La stratégie énergétique de Donald Trump pour le Venezuela bouscule les équilibres et alimente la conviction que les prix du baril pourraient chuter durablement. Le président américain parie sur une reprise en main du secteur pétrolier vénézuélien pour ramener les cours autour des 50 dollars à moyen terme. Si Washington a déjà commencé à écouler une partie des stocks saisis pour stabiliser l’économie locale et indemniser des compagnies américaines, ce projet de grande ampleur menace directement les intérêts de gros acheteurs comme la Chine et interroge sur la réaction future de l’OPEP+.
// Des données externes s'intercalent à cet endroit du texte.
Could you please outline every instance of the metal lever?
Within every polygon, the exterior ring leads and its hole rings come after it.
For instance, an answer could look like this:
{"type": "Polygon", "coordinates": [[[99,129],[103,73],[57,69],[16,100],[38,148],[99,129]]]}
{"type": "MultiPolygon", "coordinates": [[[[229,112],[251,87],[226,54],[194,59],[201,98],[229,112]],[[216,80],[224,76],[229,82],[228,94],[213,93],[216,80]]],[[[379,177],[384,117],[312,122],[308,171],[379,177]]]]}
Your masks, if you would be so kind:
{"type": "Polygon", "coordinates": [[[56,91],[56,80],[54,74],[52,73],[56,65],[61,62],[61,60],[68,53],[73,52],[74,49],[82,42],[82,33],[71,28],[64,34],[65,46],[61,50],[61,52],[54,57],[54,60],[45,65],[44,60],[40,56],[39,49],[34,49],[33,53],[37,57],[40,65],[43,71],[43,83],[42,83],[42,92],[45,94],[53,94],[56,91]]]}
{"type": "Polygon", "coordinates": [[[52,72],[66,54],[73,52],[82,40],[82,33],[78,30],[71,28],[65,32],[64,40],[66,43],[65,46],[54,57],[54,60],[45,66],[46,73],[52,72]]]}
Aux États-Unis, les statistiques officielles sont venues confirmer une tendance lourde : si les réserves de brut diminuent, les stocks de produits raffinés comme l’essence et le diesel explosent. Ce déséquilibre, couplé à des chiffres décevants sur le marché de l’emploi américain, pèse sur le moral des investisseurs. Bien que les bourses mondiales affichent une certaine santé et que le conflit en Ukraine entretienne une légère nervosité, ces facteurs ne suffisent pas à masquer l’évidence d’un marché saturé où l’offre dépasse largement la demande.
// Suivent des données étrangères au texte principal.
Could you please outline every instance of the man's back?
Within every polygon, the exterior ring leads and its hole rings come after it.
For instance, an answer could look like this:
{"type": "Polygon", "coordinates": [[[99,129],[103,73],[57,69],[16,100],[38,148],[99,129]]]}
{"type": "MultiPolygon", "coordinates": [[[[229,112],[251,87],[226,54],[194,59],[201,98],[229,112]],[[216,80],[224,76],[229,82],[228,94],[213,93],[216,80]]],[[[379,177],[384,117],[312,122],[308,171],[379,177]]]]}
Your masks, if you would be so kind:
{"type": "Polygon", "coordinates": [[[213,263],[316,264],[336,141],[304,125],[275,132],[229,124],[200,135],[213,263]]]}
Sur le marché intérieur, le prix du mazout évolue de manière incertaine après avoir profité d’une nette baisse hier. À court terme, les yeux sont rivés sur les prochaines données économiques américaines, mais la pression reste globalement orientée à la baisse. Encore une fois, le surplus de pétrole attendu pour 2026 agit comme un plafond, empêchant tout rebond significatif et durable des prix.